While Pfizer is introducing their vaccine as a two-dose treatment with equal injections happening three to four weeks apart, they also dedicated some time to reviewing the data on how the vaccine worked after only a single dose. While earlier reports had indicated that the vaccine was 52% effective after a single dose, the actual data was very interesting. Efficacy seemed to increase significantly about 12-14 days after the first injection, and the vaccine appeared to be highly effective after that point. Since Pfizer intends to conduct a second Phase 3 trial testing a single doser approach, this would appear to be encouraging data.
In the question and answer session, one of the FDA committee members actually asked whether there was really a need for the second dose, considering how flat the curve for infection was following that first 14 day period after the initial dose. Pfizer’s response was that the second dose appeared to raise the immune response and they were more confident that the vaccine would provide persistent protection following the second dose.
Possibly the most amazing thing that kept coming up during the day was just how short a period people were in the trial. The median period was around two months, but some of those in the reported data had been in the trial for just a single month. It’s an artifact of just how fast the whole process has moved, but it’s still a dauntingly brief period of time for follow-up before making the vaccine generally available. Pfizer intends to follow up for the next two years.

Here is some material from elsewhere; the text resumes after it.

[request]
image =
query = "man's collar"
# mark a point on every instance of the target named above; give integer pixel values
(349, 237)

As might be expected, there was also extensive discussion of the issues that have come up during the administration of the vaccine in the U.K., including two cases of severe allergic reaction and four cases of Bell’s Palsy, a type of temporary paralysis that typically affects half the face. The clearest possibility comes from an action Pfizer took in recruiting for the trials: It specifically excluded anyone who had previously had an allergic reaction to any vaccine. But whether that means that people with other allergies are in the clear will have to wait for more analysis from the U.K. In the meantime, FDA officials have already prepared text to accompany the vaccine that warns against use by those with severe allergies, and instructs vaccine providers to be prepared in case someone exhibits an allergic reaction. Over 44,000 people participated in Pfizer’s trial, and they noted no allergic reactions, so it remains unclear what is behind the two cases in the U.K.

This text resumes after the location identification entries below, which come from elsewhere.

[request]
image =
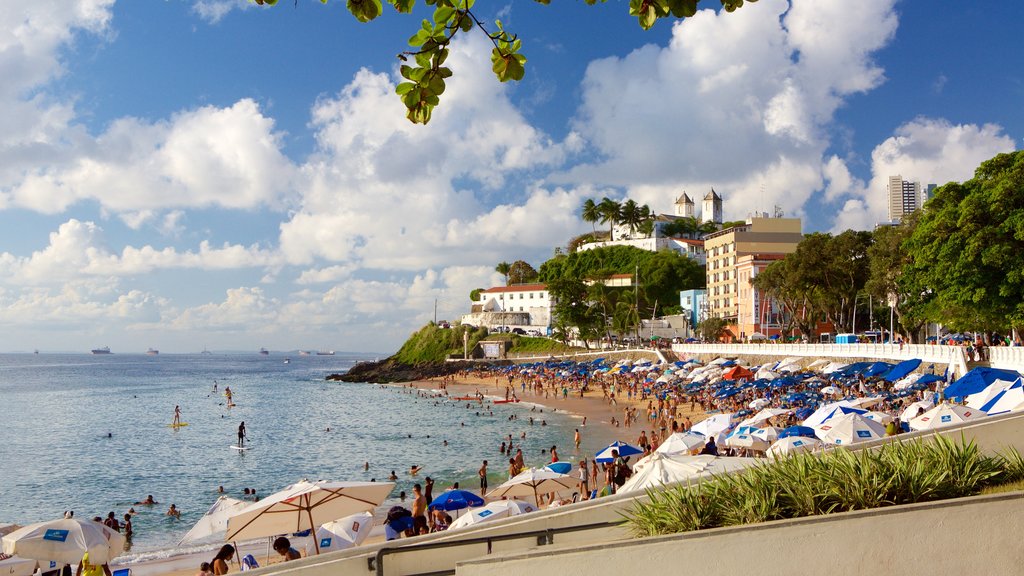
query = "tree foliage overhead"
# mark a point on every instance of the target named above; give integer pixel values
(425, 76)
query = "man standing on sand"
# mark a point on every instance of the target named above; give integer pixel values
(482, 472)
(419, 502)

At the end of a long day, and with much batting the issue back and forth, the question of whether or not 16 and 17 year olds should be included looked to be a last minute sticking point. But committee members simply forced a vote, and the numbers were there to overwhelmingly approve the use down to age 16. As one board member noted, there absolutely are children who are having long term health damage from COVID-19, and there may be cases were a child represents a high risk patient. With the vaccine appearing to be so effective, it was hard to deny them that option.